我制作了一个代码来选择“公司合作伙伴”文件中的公司编号字段,然后与具有特定国家/地区的公司列表的文件进行比较,将结果写入第三个文件(最终结果:让合作伙伴该州的所有公司)。代码很简单:

import pandas as pd

dsocio = pd.read_csv('D:/CNPJ-full-master/cnpj-csv/socios.csv', chunksize=262144, low_memory=False)
duf = pd.read_csv('D:/pyData/receita/empES.csv', usecols = ['cnpj'], low_memory=False)

for chunk in dsocio:
    result = chunk[chunk['cnpj'].isin(duf.cnpj)]
    result.to_csv('D:/CNPJ-full-master/cnpj-csv/UFs/socioES.csv', index=False, header=True, mode='a')

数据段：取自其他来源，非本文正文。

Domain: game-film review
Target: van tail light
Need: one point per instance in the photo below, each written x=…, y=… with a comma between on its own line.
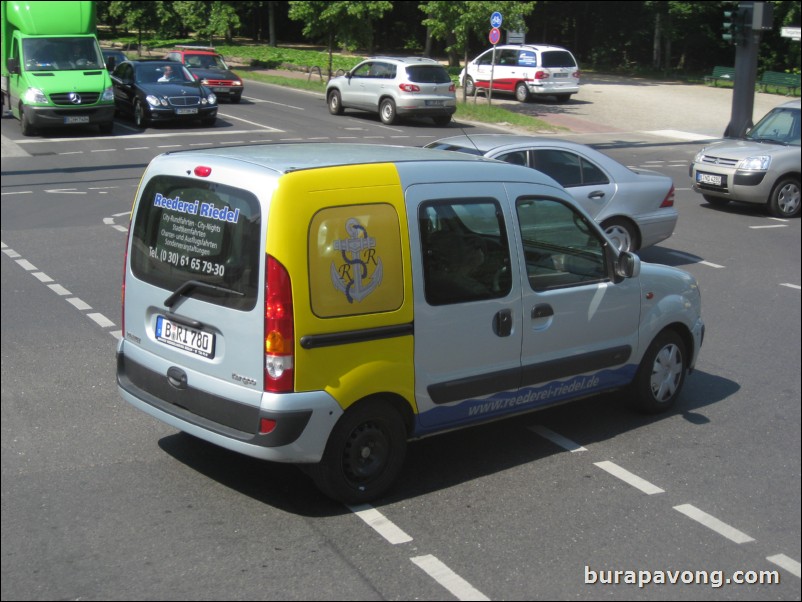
x=279, y=336
x=669, y=200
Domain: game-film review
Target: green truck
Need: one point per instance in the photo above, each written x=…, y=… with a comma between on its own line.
x=53, y=73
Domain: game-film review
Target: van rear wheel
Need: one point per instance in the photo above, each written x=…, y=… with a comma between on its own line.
x=364, y=454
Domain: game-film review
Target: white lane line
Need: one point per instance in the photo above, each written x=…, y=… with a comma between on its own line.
x=42, y=277
x=556, y=438
x=711, y=522
x=629, y=478
x=79, y=304
x=448, y=578
x=380, y=523
x=785, y=562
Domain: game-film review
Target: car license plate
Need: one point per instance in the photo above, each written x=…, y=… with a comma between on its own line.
x=186, y=338
x=710, y=179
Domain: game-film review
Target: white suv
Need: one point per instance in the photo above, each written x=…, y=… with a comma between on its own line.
x=394, y=88
x=524, y=70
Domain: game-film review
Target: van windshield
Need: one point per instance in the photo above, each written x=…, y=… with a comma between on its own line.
x=202, y=233
x=61, y=54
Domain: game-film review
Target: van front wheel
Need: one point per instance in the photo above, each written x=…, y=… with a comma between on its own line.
x=364, y=454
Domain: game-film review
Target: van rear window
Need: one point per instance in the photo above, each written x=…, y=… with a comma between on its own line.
x=186, y=230
x=557, y=58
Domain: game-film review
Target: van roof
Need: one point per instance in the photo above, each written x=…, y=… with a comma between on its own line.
x=304, y=155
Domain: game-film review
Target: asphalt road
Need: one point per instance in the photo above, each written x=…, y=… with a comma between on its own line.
x=101, y=502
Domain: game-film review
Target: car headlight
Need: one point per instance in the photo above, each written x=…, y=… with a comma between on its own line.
x=155, y=101
x=35, y=95
x=756, y=163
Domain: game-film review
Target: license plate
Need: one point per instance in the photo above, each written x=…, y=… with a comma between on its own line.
x=710, y=179
x=186, y=338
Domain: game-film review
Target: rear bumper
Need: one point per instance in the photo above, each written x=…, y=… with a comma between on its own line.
x=303, y=421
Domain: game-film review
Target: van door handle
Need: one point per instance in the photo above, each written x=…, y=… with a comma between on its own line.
x=543, y=310
x=502, y=323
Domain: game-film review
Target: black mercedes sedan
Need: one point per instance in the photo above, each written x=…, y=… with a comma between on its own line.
x=154, y=91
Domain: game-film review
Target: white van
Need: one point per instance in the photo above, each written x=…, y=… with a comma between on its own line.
x=524, y=70
x=321, y=304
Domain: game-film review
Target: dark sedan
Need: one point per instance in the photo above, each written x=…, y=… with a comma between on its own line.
x=158, y=91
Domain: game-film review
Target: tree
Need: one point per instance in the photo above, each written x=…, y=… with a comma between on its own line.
x=347, y=24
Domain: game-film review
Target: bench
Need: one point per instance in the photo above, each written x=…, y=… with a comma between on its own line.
x=723, y=73
x=778, y=79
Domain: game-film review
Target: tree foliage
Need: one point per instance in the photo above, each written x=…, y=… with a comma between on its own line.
x=673, y=36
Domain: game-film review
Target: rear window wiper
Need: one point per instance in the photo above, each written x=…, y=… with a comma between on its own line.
x=190, y=285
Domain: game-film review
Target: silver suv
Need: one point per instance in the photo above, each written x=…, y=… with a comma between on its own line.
x=395, y=88
x=762, y=167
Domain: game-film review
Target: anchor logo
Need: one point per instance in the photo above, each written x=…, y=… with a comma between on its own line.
x=358, y=253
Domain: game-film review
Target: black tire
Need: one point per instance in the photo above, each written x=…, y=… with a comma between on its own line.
x=470, y=87
x=716, y=201
x=335, y=103
x=387, y=112
x=622, y=233
x=140, y=117
x=784, y=200
x=25, y=124
x=661, y=374
x=364, y=454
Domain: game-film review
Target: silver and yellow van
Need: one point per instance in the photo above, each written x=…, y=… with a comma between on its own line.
x=322, y=304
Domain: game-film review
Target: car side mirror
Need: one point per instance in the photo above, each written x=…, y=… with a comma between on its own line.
x=627, y=265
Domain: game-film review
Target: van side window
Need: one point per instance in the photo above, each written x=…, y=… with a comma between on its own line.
x=465, y=251
x=560, y=246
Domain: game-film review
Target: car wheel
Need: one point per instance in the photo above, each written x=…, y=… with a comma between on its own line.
x=622, y=233
x=335, y=103
x=364, y=454
x=140, y=118
x=25, y=123
x=387, y=111
x=661, y=374
x=784, y=199
x=470, y=87
x=716, y=201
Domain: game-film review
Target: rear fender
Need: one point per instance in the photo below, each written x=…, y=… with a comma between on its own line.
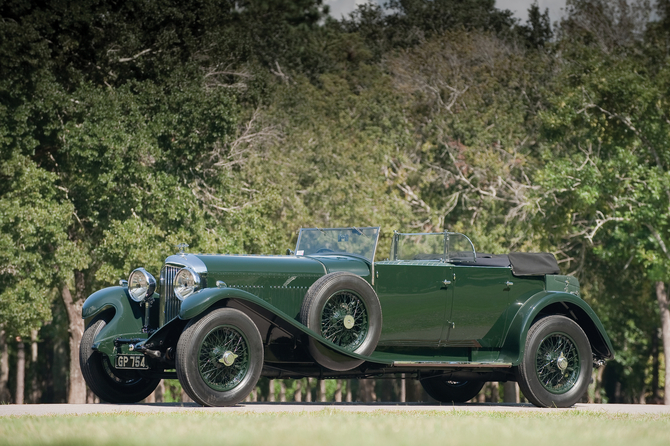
x=546, y=303
x=200, y=302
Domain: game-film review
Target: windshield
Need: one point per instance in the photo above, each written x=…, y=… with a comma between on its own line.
x=444, y=246
x=358, y=241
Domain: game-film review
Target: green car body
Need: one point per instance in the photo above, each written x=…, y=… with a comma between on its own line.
x=452, y=318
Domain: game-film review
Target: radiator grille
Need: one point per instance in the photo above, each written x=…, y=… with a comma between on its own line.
x=169, y=303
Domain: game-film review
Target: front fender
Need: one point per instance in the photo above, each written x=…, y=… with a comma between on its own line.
x=125, y=318
x=199, y=302
x=515, y=341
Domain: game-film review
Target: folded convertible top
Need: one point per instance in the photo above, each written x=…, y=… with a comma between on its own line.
x=522, y=263
x=533, y=263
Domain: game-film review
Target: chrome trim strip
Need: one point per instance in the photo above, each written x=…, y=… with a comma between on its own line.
x=190, y=260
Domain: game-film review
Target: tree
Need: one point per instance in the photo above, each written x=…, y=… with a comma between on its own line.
x=607, y=183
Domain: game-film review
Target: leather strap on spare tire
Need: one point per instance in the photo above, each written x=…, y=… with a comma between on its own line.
x=343, y=308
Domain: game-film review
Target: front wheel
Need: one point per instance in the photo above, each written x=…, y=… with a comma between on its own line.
x=220, y=358
x=446, y=391
x=557, y=363
x=110, y=384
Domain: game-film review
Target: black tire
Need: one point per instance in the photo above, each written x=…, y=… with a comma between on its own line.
x=350, y=295
x=446, y=391
x=208, y=361
x=557, y=363
x=111, y=385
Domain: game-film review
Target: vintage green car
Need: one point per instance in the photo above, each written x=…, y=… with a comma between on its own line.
x=435, y=310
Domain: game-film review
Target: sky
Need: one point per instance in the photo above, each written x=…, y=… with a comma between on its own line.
x=518, y=7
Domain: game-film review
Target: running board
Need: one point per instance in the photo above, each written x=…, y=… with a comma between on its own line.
x=440, y=364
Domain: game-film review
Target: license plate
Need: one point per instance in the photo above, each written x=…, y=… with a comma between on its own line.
x=131, y=362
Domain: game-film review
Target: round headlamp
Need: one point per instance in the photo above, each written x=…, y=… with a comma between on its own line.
x=141, y=285
x=186, y=282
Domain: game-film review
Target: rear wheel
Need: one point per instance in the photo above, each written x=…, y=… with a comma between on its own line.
x=110, y=384
x=447, y=391
x=343, y=308
x=557, y=363
x=220, y=358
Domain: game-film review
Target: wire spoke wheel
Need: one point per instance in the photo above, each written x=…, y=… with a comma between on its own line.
x=344, y=320
x=557, y=363
x=223, y=358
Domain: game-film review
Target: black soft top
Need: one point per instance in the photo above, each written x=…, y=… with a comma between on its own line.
x=522, y=263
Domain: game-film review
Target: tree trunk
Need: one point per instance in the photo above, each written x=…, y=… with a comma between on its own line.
x=322, y=391
x=297, y=396
x=494, y=391
x=77, y=390
x=510, y=392
x=35, y=391
x=20, y=371
x=271, y=390
x=338, y=391
x=308, y=391
x=655, y=371
x=4, y=368
x=662, y=297
x=282, y=391
x=160, y=392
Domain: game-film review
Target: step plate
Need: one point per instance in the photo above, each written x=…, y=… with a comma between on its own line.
x=437, y=365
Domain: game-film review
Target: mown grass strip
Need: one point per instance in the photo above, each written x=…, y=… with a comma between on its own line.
x=335, y=427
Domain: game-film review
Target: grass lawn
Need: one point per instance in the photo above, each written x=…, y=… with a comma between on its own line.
x=334, y=427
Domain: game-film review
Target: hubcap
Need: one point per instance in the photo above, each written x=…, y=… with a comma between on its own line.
x=228, y=358
x=562, y=363
x=557, y=363
x=344, y=320
x=223, y=358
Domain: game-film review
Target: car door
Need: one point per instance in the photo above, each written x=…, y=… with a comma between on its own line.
x=415, y=297
x=481, y=297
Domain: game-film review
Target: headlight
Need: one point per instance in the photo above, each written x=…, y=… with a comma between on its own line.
x=186, y=282
x=141, y=285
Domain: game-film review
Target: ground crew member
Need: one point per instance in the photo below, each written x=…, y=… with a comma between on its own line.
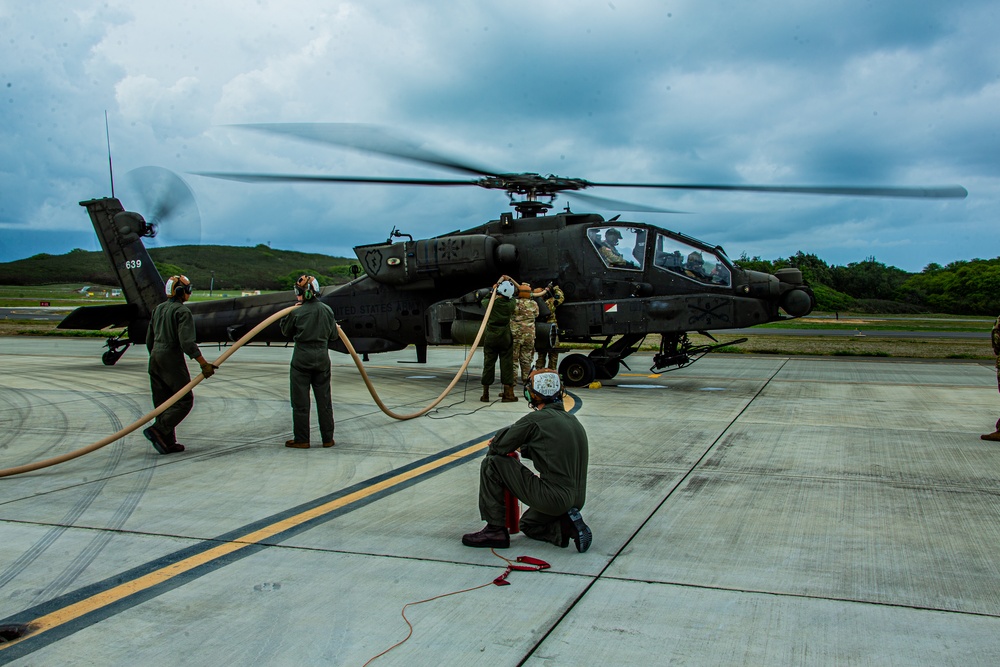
x=995, y=336
x=556, y=444
x=522, y=330
x=498, y=342
x=313, y=327
x=171, y=335
x=554, y=298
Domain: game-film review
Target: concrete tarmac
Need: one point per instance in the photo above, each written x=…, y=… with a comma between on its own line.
x=747, y=510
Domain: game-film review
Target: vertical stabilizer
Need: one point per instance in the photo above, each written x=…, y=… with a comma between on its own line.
x=120, y=233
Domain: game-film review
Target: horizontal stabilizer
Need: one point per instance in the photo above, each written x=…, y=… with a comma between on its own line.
x=100, y=317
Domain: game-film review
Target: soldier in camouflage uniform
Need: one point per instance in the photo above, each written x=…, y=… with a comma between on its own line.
x=995, y=335
x=522, y=328
x=554, y=298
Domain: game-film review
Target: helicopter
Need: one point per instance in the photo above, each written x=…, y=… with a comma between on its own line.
x=622, y=280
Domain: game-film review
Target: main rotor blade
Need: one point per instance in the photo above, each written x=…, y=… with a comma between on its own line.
x=616, y=204
x=309, y=178
x=934, y=192
x=168, y=203
x=368, y=138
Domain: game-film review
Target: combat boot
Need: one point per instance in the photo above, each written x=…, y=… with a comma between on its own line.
x=490, y=537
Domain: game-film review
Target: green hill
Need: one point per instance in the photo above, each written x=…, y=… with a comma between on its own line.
x=234, y=267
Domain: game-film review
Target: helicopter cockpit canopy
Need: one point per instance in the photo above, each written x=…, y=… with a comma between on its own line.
x=693, y=263
x=619, y=247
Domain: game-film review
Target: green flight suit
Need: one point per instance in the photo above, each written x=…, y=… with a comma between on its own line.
x=171, y=335
x=498, y=342
x=556, y=443
x=312, y=326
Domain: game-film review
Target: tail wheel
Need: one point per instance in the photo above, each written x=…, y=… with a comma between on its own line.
x=577, y=370
x=606, y=369
x=111, y=357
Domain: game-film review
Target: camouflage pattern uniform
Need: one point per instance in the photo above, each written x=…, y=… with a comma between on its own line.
x=553, y=301
x=522, y=328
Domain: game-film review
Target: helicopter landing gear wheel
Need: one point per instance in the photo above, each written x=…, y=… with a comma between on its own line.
x=577, y=370
x=111, y=357
x=116, y=348
x=606, y=369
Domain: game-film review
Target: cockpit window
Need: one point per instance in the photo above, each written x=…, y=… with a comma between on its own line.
x=690, y=262
x=619, y=247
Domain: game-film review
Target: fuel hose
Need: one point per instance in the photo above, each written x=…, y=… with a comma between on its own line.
x=250, y=335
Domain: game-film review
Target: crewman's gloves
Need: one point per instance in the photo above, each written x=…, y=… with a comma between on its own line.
x=207, y=369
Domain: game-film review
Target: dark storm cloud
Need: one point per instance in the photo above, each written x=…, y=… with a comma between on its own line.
x=731, y=92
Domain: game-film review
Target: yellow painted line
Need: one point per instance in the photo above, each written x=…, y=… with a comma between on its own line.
x=112, y=595
x=122, y=591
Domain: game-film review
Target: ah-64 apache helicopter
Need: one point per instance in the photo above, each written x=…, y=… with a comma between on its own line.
x=622, y=280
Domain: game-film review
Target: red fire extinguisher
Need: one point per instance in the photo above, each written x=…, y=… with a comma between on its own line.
x=513, y=507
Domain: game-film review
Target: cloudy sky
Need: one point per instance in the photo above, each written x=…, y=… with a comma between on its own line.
x=881, y=92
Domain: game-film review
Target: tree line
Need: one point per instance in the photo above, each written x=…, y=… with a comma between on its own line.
x=963, y=287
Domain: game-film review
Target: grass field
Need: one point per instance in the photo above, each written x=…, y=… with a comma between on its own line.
x=758, y=343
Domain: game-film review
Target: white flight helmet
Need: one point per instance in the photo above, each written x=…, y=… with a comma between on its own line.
x=507, y=289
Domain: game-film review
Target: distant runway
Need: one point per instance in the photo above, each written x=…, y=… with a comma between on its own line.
x=872, y=333
x=57, y=315
x=748, y=510
x=43, y=313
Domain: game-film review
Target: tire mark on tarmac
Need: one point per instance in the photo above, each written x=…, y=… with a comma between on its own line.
x=91, y=492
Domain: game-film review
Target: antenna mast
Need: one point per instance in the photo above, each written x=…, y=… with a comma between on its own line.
x=111, y=170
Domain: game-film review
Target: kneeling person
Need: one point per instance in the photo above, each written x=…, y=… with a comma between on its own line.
x=556, y=443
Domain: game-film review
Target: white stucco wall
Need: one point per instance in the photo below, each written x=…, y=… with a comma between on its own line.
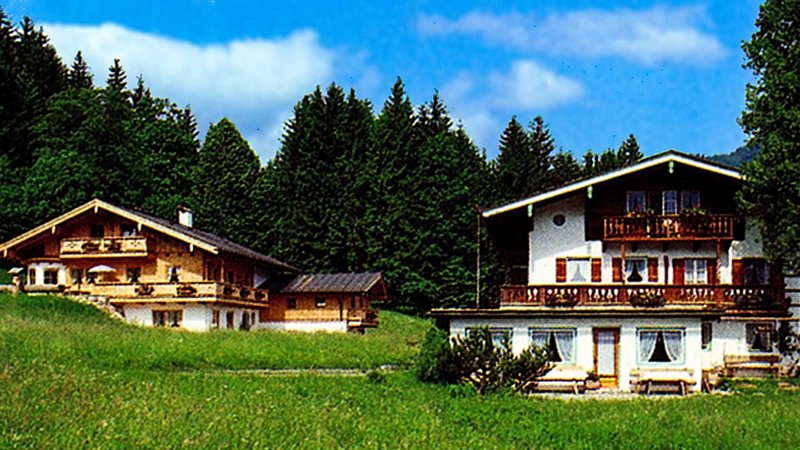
x=339, y=326
x=584, y=357
x=548, y=241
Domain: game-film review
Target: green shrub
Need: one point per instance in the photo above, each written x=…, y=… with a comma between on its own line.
x=478, y=361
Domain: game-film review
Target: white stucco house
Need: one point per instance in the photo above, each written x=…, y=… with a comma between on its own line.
x=644, y=275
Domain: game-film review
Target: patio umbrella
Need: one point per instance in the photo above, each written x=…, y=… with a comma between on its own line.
x=102, y=268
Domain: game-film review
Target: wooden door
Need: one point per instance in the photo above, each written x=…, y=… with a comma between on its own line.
x=606, y=356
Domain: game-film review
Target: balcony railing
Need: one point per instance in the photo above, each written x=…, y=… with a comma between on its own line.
x=719, y=295
x=126, y=246
x=361, y=318
x=194, y=290
x=668, y=228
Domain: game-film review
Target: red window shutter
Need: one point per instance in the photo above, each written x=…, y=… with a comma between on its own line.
x=597, y=270
x=652, y=270
x=737, y=269
x=711, y=267
x=677, y=271
x=616, y=269
x=561, y=270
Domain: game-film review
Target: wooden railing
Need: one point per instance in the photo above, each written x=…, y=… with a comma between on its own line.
x=672, y=227
x=166, y=290
x=720, y=295
x=362, y=318
x=126, y=246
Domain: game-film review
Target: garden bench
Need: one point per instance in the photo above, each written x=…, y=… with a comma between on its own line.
x=646, y=379
x=559, y=377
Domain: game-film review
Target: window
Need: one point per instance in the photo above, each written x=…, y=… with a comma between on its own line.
x=51, y=276
x=77, y=276
x=635, y=270
x=705, y=333
x=636, y=201
x=560, y=343
x=669, y=202
x=759, y=337
x=129, y=230
x=578, y=270
x=755, y=272
x=499, y=335
x=661, y=346
x=170, y=318
x=97, y=230
x=695, y=271
x=133, y=274
x=690, y=200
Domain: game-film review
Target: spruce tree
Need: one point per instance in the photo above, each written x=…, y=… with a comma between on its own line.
x=223, y=182
x=78, y=75
x=770, y=118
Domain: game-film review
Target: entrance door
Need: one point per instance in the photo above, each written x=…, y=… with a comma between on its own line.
x=606, y=355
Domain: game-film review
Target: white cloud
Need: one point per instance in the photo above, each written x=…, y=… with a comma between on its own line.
x=527, y=87
x=254, y=82
x=646, y=36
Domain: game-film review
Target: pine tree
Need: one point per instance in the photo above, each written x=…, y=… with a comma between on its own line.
x=629, y=152
x=78, y=75
x=770, y=118
x=223, y=181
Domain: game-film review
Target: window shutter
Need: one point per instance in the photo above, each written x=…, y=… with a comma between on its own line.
x=711, y=268
x=677, y=271
x=775, y=276
x=597, y=270
x=616, y=269
x=737, y=269
x=652, y=270
x=561, y=270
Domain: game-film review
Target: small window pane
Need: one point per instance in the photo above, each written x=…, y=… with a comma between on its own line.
x=636, y=201
x=635, y=270
x=670, y=202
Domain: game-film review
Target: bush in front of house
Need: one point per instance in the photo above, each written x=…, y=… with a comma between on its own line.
x=477, y=360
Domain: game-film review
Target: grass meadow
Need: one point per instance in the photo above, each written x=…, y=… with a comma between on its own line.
x=72, y=378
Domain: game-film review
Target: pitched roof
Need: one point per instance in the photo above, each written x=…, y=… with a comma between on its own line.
x=661, y=158
x=355, y=283
x=198, y=238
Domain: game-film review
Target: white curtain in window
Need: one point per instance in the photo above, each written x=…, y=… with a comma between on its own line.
x=647, y=344
x=539, y=338
x=673, y=341
x=565, y=341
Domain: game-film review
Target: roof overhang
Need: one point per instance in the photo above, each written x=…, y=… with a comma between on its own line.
x=97, y=205
x=663, y=158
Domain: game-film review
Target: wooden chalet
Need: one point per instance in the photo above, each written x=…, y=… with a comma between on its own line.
x=156, y=272
x=647, y=274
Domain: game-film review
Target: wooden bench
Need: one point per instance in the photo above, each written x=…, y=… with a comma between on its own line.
x=571, y=377
x=646, y=379
x=760, y=364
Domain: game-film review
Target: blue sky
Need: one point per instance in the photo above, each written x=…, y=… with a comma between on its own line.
x=669, y=72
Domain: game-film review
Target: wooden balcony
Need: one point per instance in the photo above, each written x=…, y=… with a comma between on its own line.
x=186, y=292
x=362, y=318
x=720, y=296
x=683, y=227
x=123, y=246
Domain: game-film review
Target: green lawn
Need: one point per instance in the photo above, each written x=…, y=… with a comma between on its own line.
x=56, y=392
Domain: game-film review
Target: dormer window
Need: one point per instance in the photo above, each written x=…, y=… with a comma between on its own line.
x=636, y=201
x=690, y=200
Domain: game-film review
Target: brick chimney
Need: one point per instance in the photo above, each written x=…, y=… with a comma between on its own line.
x=185, y=216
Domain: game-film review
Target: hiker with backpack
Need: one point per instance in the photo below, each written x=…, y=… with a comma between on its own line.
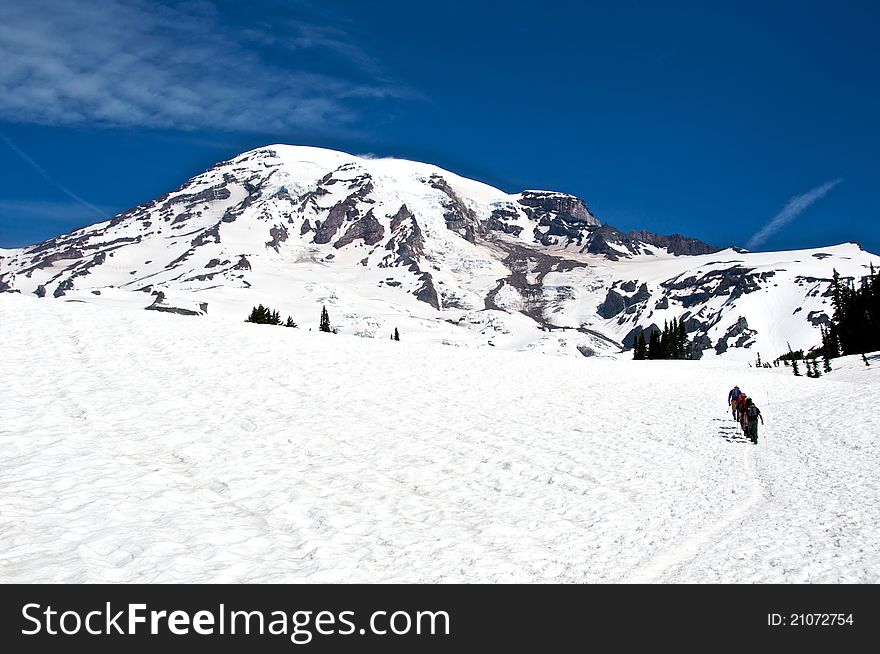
x=739, y=406
x=751, y=415
x=732, y=397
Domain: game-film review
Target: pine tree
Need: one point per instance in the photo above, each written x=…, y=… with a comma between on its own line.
x=654, y=345
x=642, y=346
x=640, y=349
x=683, y=345
x=324, y=325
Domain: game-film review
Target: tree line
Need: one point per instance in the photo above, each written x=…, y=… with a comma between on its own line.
x=265, y=316
x=671, y=343
x=855, y=324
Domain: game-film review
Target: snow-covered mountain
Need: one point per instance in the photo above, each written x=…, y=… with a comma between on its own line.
x=387, y=243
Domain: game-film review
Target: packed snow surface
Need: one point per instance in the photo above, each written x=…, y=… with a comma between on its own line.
x=147, y=447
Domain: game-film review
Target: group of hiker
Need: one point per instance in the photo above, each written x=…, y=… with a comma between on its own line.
x=745, y=412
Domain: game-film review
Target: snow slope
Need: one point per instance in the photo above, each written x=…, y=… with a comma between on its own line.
x=144, y=446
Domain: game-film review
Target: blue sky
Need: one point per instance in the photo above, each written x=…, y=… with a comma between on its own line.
x=738, y=123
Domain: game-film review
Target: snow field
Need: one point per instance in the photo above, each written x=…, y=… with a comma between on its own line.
x=149, y=447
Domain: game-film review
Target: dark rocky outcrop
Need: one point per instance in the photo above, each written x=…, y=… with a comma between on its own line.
x=459, y=218
x=570, y=209
x=63, y=287
x=675, y=243
x=210, y=235
x=739, y=331
x=615, y=302
x=279, y=235
x=367, y=228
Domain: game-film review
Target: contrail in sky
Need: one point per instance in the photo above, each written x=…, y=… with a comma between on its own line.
x=45, y=175
x=795, y=207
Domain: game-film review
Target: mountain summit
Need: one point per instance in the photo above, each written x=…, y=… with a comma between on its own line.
x=390, y=243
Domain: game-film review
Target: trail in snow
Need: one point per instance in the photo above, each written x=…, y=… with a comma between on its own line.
x=155, y=448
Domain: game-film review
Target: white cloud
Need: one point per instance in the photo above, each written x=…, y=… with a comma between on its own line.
x=795, y=207
x=136, y=63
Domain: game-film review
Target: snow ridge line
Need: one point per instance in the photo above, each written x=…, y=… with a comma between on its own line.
x=667, y=565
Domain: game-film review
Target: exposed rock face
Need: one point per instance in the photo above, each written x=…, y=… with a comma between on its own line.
x=63, y=287
x=459, y=218
x=568, y=208
x=528, y=268
x=311, y=204
x=498, y=222
x=279, y=235
x=698, y=344
x=158, y=305
x=367, y=228
x=675, y=243
x=739, y=331
x=406, y=247
x=615, y=302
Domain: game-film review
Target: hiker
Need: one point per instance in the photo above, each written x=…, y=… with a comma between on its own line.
x=732, y=397
x=740, y=408
x=750, y=420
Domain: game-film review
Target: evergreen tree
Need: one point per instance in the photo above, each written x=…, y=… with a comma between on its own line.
x=683, y=345
x=654, y=345
x=324, y=325
x=640, y=351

问题是,我有两个版本的“empES.csv”文件。它们的列数不同,但都将字段“cnpj”作为第一列。这是我唯一需要的字段。当我运行传递版本 1 文件的代码时,它运行完美。但是,当我尝试打开版本 2 时,我的输出文件开始仅填充标题。带有标题的许多行!

以下是第一行的一些片段:

  1. 合作伙伴文件(socios.csv,我将从中复制匹配行的文件):

''' "cnpj","tipo_socio","nome_socio","cnpj_cpf_socio","cod_qualificacao","perc_capital","data_entrada","cod_pais_ext","nome_pais_ext","cpf_repres","nome_repres","cod_qualif_repres"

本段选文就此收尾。